9. Senza percepire una centralità della figura storica di Papa Roncalli è difficile capire, amare e usare il Concilio Vaticano II. Anche per lui, la sua formazione di storia della Chiesa contò moltissimo: il catechismo da bambino e da sacerdote lo ricevette buonissimo, ma la sua formazione personale di studioso fu soprattutto storica. Anche la vita in Bulgaria e Turchia gli fece conoscere da vicino (non solo da libri) una storia difficile e dolorosa. A nostra volta, se non capiamo, non amiamo, non usiamo la lezione conciliare, a livello culturale resteremo preconciliari, col rischio di diventare, nel giro di qualche decennio, degli analfabeti e dei messi al margine della storia, della sua evoluzione e dei suoi problemi. Nella formazione laica non si può più non saper leggere, scrivere e far di conto: dall’800 è così, come ora bisogna un po’ frequentare internet e l’elettronica per essere uomini del nostro tempo… Così dosi di Roncalli-capito (ed amato) e Vaticano II conosciuto (e praticato) sono l’ABC della formazione cristiana contemporanea. E qualcuno potrà anche andare oltre l’ABC, e sarà utilissimo: ma è sulla base di una ABC di massa che si possono avere protagonisti che possano andare oltre, fino a portarci da un Vaticano II (non credo a un Vaticano III, ma, forse) a un Gerusalemme 2: perchè, come ci ha spiegato bene a Oliveto un bravissimo Giovanni Paolo Tasini (sulle orme di Dossetti), il giusto rapporto Cristo-Israele ci vuole per vivere nel mondo senza più realtà e pericoli di Impero. E senza illusioni di riprese e apprezzamenti di “cristianità”.

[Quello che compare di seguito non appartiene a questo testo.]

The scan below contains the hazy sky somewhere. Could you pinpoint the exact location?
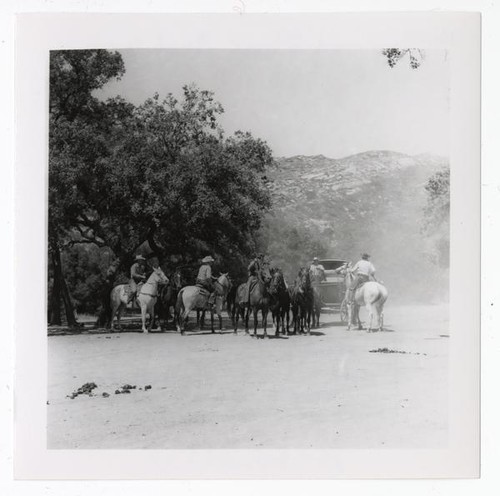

In conclusione, davvero una forte centralità della lezione storica complessiva di Giuseppe Dossetti (repubblica e chiesa, mondo e pace, attualità ed escatologia) dà conto della sua notevole “lunga durata” e del realismo dei suoi giudizi e attualità delle sue iniziative, sparpagliate e attraenti per quattro o cinque generazioni di cittadini partecipanti e di fedeli esigenti, riflessivi e oranti (un po’ più della media).
Forse nella Repubblica e nella Chiesa arrivano tempi non per mitizzare Dossetti ma per conoscerne meglio pensieri e iniziative, di notevole originalità, ampiezza di vedute e lunghi tempi di una presenza di fatto molto intensa in fasi e luoghi diversi.